Was Karl Bart betrifft, so ist mir zweierlei wichtig: Erstens gehört er zu
meinen wichtigsten geistigen Vätern, obwohl ich ihn nicht persönlich gekannt
habe. Seine Theologie halte ich nach wie vor für einen Meilenstein bei der
Aufarbeitung der Irrtümer des 19. Jahrhunderts. Die Offenbarungstheologie
war es wohl auch, die ihn davor bewahrte, dem Nationalsozialismus auf den
Leim zu gehen.
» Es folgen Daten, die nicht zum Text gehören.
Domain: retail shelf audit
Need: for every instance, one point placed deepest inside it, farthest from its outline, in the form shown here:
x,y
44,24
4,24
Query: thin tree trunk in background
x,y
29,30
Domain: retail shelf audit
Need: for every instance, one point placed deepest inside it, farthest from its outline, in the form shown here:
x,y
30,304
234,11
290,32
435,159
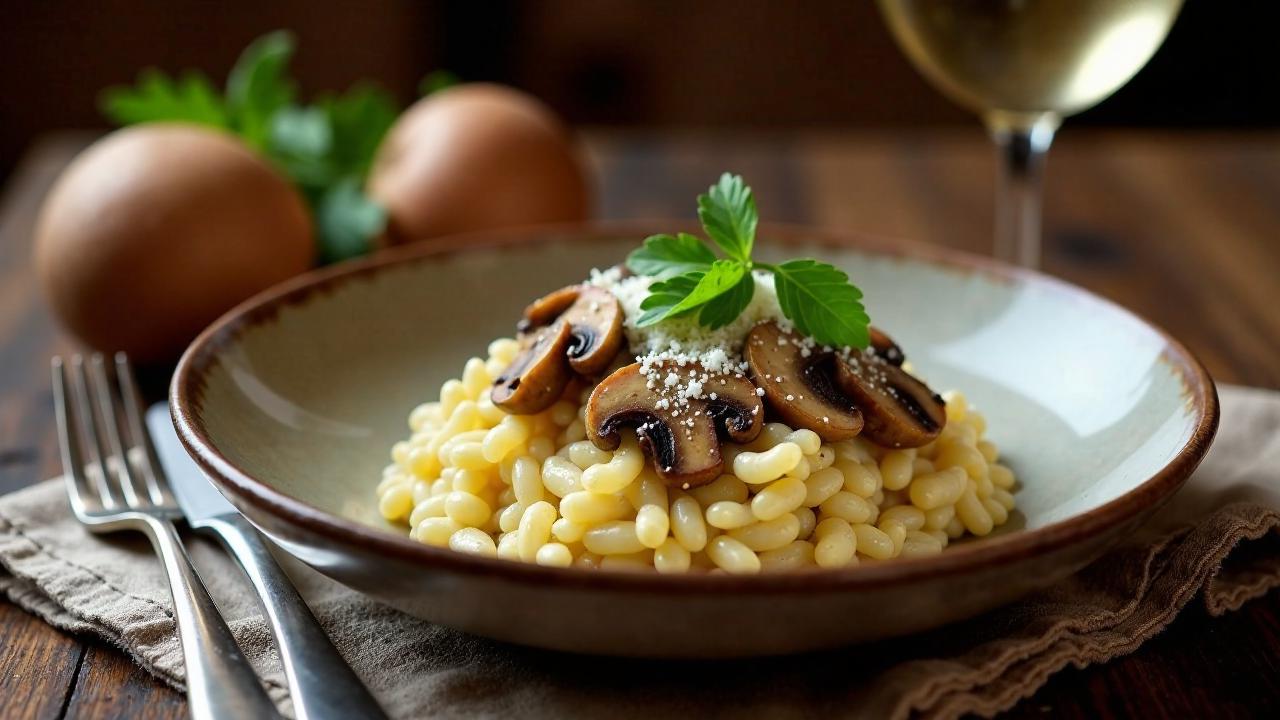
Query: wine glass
x,y
1023,65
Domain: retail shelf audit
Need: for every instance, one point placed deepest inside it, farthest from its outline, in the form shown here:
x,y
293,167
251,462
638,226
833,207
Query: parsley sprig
x,y
690,279
325,147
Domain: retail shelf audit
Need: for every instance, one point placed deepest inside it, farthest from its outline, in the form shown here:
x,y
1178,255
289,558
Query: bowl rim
x,y
187,387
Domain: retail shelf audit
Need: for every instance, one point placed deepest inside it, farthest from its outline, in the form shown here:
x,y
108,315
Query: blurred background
x,y
721,63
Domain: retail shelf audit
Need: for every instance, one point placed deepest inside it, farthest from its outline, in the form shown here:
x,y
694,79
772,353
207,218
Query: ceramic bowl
x,y
292,401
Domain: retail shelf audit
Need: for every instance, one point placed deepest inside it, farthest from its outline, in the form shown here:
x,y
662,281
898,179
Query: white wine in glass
x,y
1023,65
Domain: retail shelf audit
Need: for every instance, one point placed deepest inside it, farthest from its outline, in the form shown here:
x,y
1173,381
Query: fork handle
x,y
324,686
220,682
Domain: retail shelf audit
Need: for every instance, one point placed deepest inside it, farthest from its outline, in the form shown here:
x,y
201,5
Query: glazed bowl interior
x,y
292,402
1078,395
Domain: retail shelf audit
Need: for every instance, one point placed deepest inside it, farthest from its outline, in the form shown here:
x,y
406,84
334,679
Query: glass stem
x,y
1022,142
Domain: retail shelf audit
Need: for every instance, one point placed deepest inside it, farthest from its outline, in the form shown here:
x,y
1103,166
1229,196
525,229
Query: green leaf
x,y
726,308
666,255
666,295
156,98
347,222
727,213
301,132
685,294
259,86
437,81
821,301
360,119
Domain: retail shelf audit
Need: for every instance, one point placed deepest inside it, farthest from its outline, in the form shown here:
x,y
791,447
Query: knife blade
x,y
197,496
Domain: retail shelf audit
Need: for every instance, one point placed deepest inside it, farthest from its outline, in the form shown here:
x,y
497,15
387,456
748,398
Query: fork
x,y
120,490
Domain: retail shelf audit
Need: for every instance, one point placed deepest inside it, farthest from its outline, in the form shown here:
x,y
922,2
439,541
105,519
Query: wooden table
x,y
1183,228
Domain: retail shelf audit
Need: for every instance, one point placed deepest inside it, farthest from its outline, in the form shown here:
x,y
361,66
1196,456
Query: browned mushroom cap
x,y
595,319
899,410
885,346
800,388
574,329
681,434
538,376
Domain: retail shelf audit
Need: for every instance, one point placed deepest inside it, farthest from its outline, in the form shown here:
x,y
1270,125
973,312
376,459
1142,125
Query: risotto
x,y
535,487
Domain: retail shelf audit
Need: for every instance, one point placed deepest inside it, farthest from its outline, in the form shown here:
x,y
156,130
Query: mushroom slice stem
x,y
539,374
575,329
887,350
682,434
595,320
899,410
799,383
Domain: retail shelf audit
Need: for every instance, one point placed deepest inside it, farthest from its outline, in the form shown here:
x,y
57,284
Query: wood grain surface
x,y
1182,228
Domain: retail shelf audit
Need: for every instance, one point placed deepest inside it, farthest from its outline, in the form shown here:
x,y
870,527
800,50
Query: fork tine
x,y
69,443
88,425
110,417
158,484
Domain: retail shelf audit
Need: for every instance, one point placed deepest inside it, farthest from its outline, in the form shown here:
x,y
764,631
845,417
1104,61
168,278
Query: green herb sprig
x,y
690,279
325,147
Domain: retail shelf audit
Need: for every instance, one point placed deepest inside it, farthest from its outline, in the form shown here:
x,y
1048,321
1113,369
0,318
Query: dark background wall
x,y
599,62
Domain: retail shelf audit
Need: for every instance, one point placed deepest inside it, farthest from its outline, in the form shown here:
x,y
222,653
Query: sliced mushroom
x,y
539,374
574,329
681,434
798,386
899,410
885,346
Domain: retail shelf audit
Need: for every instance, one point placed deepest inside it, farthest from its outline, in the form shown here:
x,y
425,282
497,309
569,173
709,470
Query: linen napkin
x,y
1217,542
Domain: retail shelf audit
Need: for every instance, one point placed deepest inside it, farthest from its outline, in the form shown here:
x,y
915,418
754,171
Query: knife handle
x,y
324,686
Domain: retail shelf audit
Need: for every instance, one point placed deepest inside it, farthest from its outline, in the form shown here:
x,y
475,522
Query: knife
x,y
324,686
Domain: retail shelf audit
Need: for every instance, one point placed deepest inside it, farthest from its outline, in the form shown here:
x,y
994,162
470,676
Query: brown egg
x,y
156,229
476,156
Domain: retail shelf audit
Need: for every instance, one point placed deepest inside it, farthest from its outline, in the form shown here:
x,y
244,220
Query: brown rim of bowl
x,y
184,395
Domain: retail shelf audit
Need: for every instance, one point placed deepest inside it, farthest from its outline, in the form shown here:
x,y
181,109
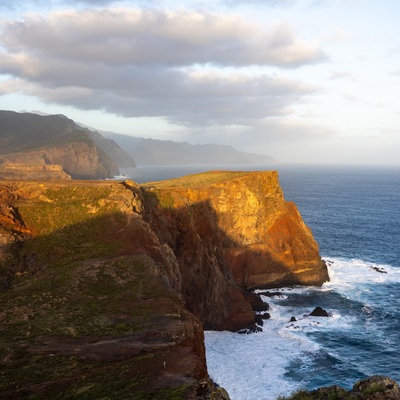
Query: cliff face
x,y
261,238
79,160
110,271
29,143
90,301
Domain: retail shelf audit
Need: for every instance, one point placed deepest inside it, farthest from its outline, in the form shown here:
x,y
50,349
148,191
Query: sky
x,y
305,81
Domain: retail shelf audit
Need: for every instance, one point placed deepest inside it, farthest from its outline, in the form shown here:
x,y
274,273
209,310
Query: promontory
x,y
106,286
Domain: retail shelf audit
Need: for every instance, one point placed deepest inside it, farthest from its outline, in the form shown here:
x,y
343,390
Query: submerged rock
x,y
319,312
373,388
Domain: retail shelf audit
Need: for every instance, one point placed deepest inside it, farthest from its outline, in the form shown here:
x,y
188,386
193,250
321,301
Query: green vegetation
x,y
197,180
87,314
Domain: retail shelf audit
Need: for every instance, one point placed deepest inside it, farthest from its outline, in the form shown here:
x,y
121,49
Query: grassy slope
x,y
76,285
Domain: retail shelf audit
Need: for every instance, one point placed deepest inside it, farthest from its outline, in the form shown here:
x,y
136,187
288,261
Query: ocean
x,y
354,214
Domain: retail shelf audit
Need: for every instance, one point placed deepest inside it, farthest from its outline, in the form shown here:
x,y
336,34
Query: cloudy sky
x,y
306,81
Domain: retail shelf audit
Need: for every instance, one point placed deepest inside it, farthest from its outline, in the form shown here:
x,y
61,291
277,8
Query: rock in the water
x,y
373,388
319,312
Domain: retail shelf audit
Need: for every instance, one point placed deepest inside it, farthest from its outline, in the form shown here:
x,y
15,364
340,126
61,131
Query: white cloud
x,y
157,37
134,62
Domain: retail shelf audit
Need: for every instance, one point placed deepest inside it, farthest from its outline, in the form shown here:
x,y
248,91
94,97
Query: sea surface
x,y
354,213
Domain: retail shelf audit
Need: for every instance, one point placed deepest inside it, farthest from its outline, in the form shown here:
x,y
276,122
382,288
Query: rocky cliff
x,y
29,143
105,285
261,239
77,160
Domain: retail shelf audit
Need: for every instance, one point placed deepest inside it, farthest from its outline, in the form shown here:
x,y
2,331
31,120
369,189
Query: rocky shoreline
x,y
106,286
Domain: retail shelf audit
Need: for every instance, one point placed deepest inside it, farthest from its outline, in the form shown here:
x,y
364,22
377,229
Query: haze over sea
x,y
354,213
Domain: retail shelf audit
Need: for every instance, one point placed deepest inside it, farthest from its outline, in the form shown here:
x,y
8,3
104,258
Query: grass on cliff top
x,y
84,302
198,180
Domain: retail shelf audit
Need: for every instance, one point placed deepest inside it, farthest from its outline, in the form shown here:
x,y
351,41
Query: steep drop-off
x,y
105,285
30,143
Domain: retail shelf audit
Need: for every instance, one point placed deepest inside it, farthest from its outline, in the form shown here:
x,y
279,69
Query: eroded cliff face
x,y
109,271
79,160
247,225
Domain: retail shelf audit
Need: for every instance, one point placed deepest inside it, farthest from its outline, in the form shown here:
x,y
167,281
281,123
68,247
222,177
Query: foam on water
x,y
289,355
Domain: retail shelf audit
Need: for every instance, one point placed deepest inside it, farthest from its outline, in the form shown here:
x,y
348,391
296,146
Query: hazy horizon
x,y
303,81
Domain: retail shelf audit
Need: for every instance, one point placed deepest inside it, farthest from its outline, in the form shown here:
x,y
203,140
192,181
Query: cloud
x,y
134,62
157,37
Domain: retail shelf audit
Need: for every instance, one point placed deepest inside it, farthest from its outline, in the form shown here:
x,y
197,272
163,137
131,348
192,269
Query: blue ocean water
x,y
354,213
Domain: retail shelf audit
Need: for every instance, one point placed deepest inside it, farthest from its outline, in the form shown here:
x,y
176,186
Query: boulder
x,y
319,312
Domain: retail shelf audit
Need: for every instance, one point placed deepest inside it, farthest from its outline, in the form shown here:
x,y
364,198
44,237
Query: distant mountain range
x,y
168,152
37,146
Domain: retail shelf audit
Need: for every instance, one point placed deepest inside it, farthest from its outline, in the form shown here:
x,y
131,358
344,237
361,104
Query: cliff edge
x,y
105,286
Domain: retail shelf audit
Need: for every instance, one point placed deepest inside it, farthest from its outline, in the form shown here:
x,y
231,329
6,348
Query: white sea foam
x,y
255,366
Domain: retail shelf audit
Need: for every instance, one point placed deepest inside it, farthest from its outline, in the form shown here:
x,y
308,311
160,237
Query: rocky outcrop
x,y
373,388
79,160
100,310
260,238
21,171
123,278
31,143
110,147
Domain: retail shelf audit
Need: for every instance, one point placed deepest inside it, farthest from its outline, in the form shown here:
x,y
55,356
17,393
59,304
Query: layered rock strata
x,y
106,285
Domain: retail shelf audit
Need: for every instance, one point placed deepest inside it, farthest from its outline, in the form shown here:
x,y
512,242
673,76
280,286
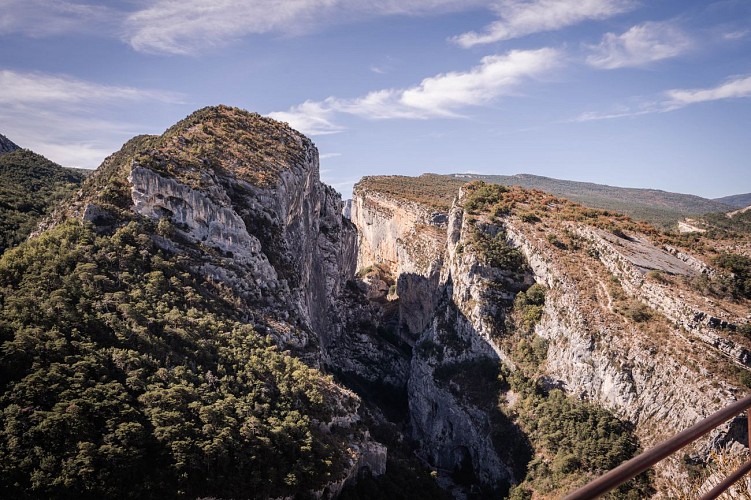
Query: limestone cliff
x,y
662,375
237,198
Zweitens: Das ändert nichts daran, dass er gegenüber dem
Sowjetkommunismus unkritisch und geradezu blind war. Ich weiss das und hab
es nie verstanden. Verhängnisvoller als seine politische Haltung ist die Art
und Weise, wie er rezipiert wird. Viele evangelische Theologen lernen von hm bloss den Sozialismus und lassen seine Theologie beiseite. Das trägt der
ev. Kirche einen unermesslichen Schaden ein. In Deutschland ist die
politische Haltung der Kirchenleute völlig auf links fixiert und tabuisiert.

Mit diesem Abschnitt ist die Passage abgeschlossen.